Consider the fraction of Inj ASVs that were also detected in each producing well (i.e., %ASV overlap) to comprise of two components: (1) ASVs that naturally existed in both this producing well and the injectate, and (2) ASVs in Inj that managed to migrate and arrive at this producing well. The possibility that component one (i.e., ubiquitous species) existed cannot be excluded. Since ubiquitous species, if present, are likely to be everywhere, here we assume it does not vary much across producing wells. Therefore, the trends in %ASV overlap would reflect trends in the probability for Inj ASVs to arrive at each producing well, and therefore could reflect the relative connectivities between the injection well and each of the producing wells.
Based on consistent observations across the four tracer campaigns described in this study, we propose the use of %ASV overlap metric as a new indicator for evaluating relative connectivities among different producers with a given injector. Keep in mind that the %ASV overlap metric should always be interpreted across producing wells (trends), rather than focusing on individual values (magnitudes). The magnitudes of the values are heavily influenced by the total number of unique ASVs in the injectate at the time of sampling, which is the denominator of the equation to calculate the %ASV overlap metric (as defined in Figure 6).
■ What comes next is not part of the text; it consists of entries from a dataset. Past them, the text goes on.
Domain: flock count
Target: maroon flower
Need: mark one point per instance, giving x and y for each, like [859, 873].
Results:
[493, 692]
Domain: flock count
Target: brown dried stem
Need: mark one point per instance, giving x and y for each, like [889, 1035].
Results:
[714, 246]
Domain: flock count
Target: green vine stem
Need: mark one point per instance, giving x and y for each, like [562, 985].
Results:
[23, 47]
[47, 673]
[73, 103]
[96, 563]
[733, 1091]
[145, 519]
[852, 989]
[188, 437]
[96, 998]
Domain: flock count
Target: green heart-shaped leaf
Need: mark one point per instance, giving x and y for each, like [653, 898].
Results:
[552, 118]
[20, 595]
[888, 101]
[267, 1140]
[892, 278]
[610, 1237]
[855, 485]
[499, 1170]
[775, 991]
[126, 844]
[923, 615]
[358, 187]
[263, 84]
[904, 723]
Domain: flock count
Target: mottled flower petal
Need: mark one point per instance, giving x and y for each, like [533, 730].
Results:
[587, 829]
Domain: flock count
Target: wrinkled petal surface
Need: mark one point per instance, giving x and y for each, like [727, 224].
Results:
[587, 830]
Consequently, unlike classic tracer tests that can be informative for both single-producer and multi-producer field settings, %ASV overlap metric may only be informative when multiple producers are involved (i.e., when relative connectivity is of interest). Another factor to consider is the sequencing workflow. In this study, all samples were handled using the same sample/data processing protocols, including 16S primers, sequencing platform, raw data processing parameters, and so on. When the workflow varies among sequencing batches, care needs to be taken for such fine-resolution ASV-level comparisons to account for possible batch effects [2,11]. The %ASV overlap metric is based on the presence/absence of unique ASVs and does not consider abundance. Abundance data is subjected to a number of uncertainties, including variations of cell densities and sequencing depth, which is beyond the scope of this study. However, it might be a direction that deserves future research to further increase the informativeness of this novel data source.
Practically, microbial sampling to obtain %ASV overlap involves different sampling design and logistical needs compared with classic tracer testing, as summarized in Table 3. Based on our experience, although performing microbial sampling requires field personnel to be trained in aseptic sample handling and requires samples to be kept frozen/cold, once protocols were established, the microbial sampling was easily repeated in the long term. We were able to repeat the microbial sampling roughly weekly throughout the 10-month flow test (>30 sampling campaigns total, outlined in [18]), and one person performed the sampling from all five wells each time. In contrast, because tracer tests involved the delineation of a tracer breakthrough curve for every producing well and that each breakthrough curve typically consisted of 30–50 datapoints, a team of 3–4 people was usually needed in each tracer campaign to prepare and calibrate the tracer solution, to sample at high frequency, and to keep samples organized for on-site analysis or transportation to the laboratory. The sampling strategy may require real-time adjustment based on on-site measured tracer concentrations to optimize the capture of tracer plume at the producing wells [28]. Consequently, at least one person with tracer expertise and experience needs to be onsite to lead the team and make necessary decisions to ensure the success of the experiment. We suggest that both classic tracer tests and injector-producer microbial sampling have their advantages and drawbacks (Table 3). Future studies and field applications should select which method to adopt based on specific objectives and available resources.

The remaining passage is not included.